You will probably need to watch some YouTube videos to actually understand what I am telling you here. And there are many chord progressions that are a lot more interesting than C/F/G. But I have given you the example because I want you to have the power to start with basic information and the build your knowledge bawse. You can figure out the more complex stuff yourself, You don't need to ask the other people what the chords are. You don't have to copy the work of great players note by note.

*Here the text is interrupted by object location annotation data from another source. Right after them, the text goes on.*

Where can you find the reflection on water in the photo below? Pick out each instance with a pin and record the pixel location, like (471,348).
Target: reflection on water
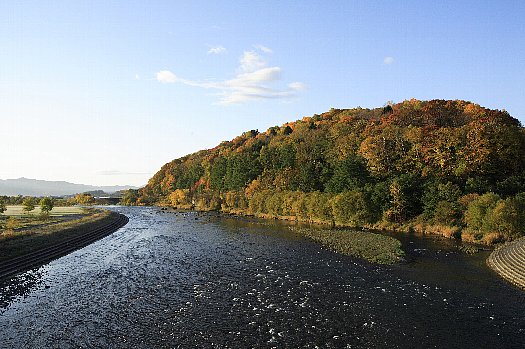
(187,280)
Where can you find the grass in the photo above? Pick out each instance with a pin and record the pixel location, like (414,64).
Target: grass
(18,211)
(375,248)
(22,240)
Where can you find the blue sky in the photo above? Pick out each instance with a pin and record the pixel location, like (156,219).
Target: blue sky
(105,92)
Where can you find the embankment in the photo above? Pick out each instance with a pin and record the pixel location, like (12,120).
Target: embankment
(509,262)
(32,250)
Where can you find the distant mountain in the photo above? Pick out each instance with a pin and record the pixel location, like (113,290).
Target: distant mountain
(35,187)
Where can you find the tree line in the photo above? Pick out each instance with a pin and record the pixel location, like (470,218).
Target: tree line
(451,167)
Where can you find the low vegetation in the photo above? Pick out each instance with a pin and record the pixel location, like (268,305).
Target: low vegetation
(375,248)
(22,233)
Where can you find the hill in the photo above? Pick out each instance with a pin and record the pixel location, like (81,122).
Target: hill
(35,187)
(452,167)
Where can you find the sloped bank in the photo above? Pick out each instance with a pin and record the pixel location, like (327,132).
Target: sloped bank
(509,262)
(34,250)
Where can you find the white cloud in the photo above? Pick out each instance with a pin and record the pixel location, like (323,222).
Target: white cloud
(166,77)
(388,60)
(251,61)
(253,82)
(297,86)
(217,50)
(118,173)
(263,48)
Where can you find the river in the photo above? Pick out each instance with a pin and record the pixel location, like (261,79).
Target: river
(192,280)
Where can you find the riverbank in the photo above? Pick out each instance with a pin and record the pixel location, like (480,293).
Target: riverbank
(367,245)
(19,242)
(372,247)
(509,262)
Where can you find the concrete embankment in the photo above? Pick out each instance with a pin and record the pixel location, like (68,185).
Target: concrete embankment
(47,254)
(509,262)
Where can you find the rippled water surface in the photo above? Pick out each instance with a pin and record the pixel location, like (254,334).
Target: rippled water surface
(189,280)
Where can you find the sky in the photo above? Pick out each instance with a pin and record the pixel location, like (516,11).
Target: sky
(106,92)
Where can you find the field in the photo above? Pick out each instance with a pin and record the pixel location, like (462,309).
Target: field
(21,233)
(18,211)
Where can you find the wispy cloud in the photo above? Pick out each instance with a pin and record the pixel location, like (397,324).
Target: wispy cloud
(217,50)
(253,81)
(263,48)
(388,60)
(166,77)
(119,173)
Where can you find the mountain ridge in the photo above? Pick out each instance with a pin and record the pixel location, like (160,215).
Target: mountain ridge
(39,187)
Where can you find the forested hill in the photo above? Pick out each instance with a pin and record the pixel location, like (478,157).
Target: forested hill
(448,164)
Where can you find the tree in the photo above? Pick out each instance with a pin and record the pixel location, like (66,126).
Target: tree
(29,204)
(2,206)
(46,205)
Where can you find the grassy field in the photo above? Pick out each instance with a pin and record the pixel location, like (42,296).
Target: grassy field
(18,211)
(34,233)
(375,248)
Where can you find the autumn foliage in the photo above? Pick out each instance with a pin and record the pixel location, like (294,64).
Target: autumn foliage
(444,163)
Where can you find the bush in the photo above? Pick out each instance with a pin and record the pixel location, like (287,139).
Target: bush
(351,208)
(478,214)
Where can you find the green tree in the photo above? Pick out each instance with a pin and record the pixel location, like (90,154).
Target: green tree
(2,206)
(29,204)
(46,205)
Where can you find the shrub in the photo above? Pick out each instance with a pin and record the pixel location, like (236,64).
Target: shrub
(351,208)
(478,214)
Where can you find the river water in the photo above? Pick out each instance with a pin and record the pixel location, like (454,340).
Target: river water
(190,280)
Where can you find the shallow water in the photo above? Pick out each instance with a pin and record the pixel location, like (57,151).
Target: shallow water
(189,280)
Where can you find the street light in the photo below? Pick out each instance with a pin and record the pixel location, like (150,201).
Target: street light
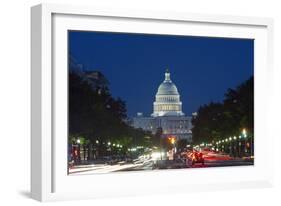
(244,132)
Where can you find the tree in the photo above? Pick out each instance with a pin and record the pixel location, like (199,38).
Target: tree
(216,121)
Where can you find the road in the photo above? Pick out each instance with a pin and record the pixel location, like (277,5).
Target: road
(211,160)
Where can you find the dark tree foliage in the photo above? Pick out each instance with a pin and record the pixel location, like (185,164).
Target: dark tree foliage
(216,121)
(95,114)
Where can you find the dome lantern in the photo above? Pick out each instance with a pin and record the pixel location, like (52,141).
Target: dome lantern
(167,99)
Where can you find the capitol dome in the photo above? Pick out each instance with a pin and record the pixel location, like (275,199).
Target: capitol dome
(167,99)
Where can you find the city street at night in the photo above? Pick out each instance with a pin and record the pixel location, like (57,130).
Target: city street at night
(211,160)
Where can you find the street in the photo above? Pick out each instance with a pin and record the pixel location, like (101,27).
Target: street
(211,160)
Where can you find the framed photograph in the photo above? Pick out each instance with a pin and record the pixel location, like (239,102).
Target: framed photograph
(137,102)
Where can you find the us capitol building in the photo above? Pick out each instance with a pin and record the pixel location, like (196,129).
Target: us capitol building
(167,113)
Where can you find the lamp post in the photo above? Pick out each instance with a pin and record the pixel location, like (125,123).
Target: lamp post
(78,149)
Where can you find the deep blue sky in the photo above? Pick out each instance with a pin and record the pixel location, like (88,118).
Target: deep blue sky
(202,68)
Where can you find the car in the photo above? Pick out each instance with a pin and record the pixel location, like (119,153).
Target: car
(196,157)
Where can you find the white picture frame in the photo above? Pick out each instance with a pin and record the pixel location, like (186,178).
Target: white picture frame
(49,181)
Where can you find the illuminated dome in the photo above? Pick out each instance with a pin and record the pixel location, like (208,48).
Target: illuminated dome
(167,99)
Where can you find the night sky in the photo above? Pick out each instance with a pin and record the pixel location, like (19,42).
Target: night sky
(202,68)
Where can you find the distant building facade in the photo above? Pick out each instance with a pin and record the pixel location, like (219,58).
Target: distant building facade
(167,113)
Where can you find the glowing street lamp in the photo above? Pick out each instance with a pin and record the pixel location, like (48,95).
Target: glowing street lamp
(244,132)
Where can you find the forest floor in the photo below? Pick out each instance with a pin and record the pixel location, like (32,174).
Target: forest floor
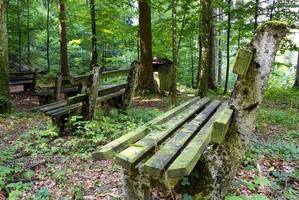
(36,163)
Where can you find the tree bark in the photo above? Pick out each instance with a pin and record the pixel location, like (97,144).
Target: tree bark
(228,47)
(28,33)
(63,40)
(207,73)
(296,84)
(174,52)
(94,52)
(256,14)
(5,105)
(48,35)
(219,164)
(19,34)
(146,73)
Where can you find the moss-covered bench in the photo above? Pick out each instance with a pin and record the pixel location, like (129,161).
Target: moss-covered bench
(173,142)
(201,140)
(95,93)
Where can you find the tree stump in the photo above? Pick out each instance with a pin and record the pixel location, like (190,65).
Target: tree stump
(220,163)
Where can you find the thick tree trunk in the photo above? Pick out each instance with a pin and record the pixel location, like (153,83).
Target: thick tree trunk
(5,105)
(219,164)
(207,73)
(63,40)
(296,84)
(48,35)
(94,52)
(228,47)
(146,73)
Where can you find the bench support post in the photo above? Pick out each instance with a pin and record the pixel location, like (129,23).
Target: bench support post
(220,163)
(131,86)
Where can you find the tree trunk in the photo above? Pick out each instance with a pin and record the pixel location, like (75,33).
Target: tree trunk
(220,163)
(256,14)
(5,105)
(227,47)
(19,35)
(63,40)
(28,33)
(174,51)
(207,73)
(296,84)
(94,52)
(146,73)
(48,35)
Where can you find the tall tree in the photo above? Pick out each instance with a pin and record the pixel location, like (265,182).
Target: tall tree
(94,52)
(174,50)
(63,39)
(228,46)
(5,105)
(28,33)
(19,34)
(146,57)
(207,69)
(48,35)
(256,14)
(296,84)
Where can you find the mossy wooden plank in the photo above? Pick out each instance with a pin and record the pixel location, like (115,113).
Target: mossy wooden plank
(110,96)
(161,159)
(221,125)
(65,110)
(242,61)
(104,90)
(186,161)
(110,149)
(49,106)
(114,73)
(131,156)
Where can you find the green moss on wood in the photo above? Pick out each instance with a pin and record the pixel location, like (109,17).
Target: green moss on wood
(274,24)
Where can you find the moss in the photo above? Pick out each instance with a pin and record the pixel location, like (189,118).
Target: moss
(5,104)
(274,24)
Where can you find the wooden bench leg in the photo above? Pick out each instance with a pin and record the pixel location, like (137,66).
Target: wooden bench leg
(60,123)
(135,186)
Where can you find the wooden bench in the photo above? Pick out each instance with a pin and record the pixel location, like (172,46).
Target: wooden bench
(172,143)
(94,94)
(27,79)
(206,138)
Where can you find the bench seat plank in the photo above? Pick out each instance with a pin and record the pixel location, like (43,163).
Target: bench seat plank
(63,110)
(48,106)
(135,153)
(186,161)
(159,161)
(221,126)
(110,149)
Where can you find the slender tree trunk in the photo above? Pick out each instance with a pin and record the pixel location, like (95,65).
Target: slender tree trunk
(228,47)
(207,73)
(219,62)
(48,35)
(192,61)
(94,52)
(63,40)
(256,14)
(5,105)
(174,51)
(28,33)
(19,34)
(146,73)
(296,84)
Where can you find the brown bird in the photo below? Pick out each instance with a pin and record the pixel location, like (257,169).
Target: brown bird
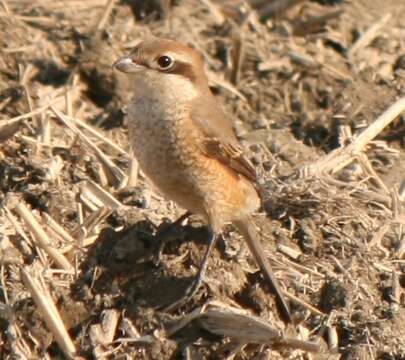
(186,146)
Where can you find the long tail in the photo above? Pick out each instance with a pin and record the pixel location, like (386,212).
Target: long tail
(248,230)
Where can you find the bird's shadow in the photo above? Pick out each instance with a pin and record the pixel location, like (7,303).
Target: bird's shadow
(122,267)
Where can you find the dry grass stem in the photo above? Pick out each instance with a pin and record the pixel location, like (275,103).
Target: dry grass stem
(41,238)
(341,157)
(44,301)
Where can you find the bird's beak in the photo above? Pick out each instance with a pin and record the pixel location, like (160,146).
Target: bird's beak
(126,65)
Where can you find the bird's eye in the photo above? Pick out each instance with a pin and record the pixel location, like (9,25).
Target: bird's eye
(164,62)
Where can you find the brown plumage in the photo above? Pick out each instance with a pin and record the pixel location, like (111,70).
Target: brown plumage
(186,145)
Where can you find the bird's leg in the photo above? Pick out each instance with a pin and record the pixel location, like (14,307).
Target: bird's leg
(195,285)
(165,234)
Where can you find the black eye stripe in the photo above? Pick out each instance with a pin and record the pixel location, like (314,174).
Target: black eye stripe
(164,61)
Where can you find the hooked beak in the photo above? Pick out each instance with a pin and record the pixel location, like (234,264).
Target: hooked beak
(126,65)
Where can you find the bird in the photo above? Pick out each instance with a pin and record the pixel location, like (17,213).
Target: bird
(185,144)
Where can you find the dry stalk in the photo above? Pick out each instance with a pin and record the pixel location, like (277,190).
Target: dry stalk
(250,329)
(43,300)
(41,238)
(341,157)
(115,174)
(369,35)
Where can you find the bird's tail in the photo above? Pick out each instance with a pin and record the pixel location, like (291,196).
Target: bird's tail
(248,230)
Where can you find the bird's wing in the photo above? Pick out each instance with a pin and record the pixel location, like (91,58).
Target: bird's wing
(220,141)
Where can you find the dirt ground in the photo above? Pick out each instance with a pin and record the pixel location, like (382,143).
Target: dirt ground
(81,229)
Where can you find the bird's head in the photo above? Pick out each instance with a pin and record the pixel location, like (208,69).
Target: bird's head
(166,66)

In the old days, musicians learned by watching and listening and maybe getting a little basic instruction in the school band or orchestra. Maybe a year or two of piano lessons. And then they took that infomation and they built onto it, and changed it around. Many, many great players are/were almost entirely self-taught.
I have archived these lessons so you can go back and look it all over again While you are figuring it all out, you will get stuck and confused. But I swear, the light bulb will come on over your head and it will all fall into place. And then you'll have the power to play. Sort of like the might Hercules receiving the ring of power!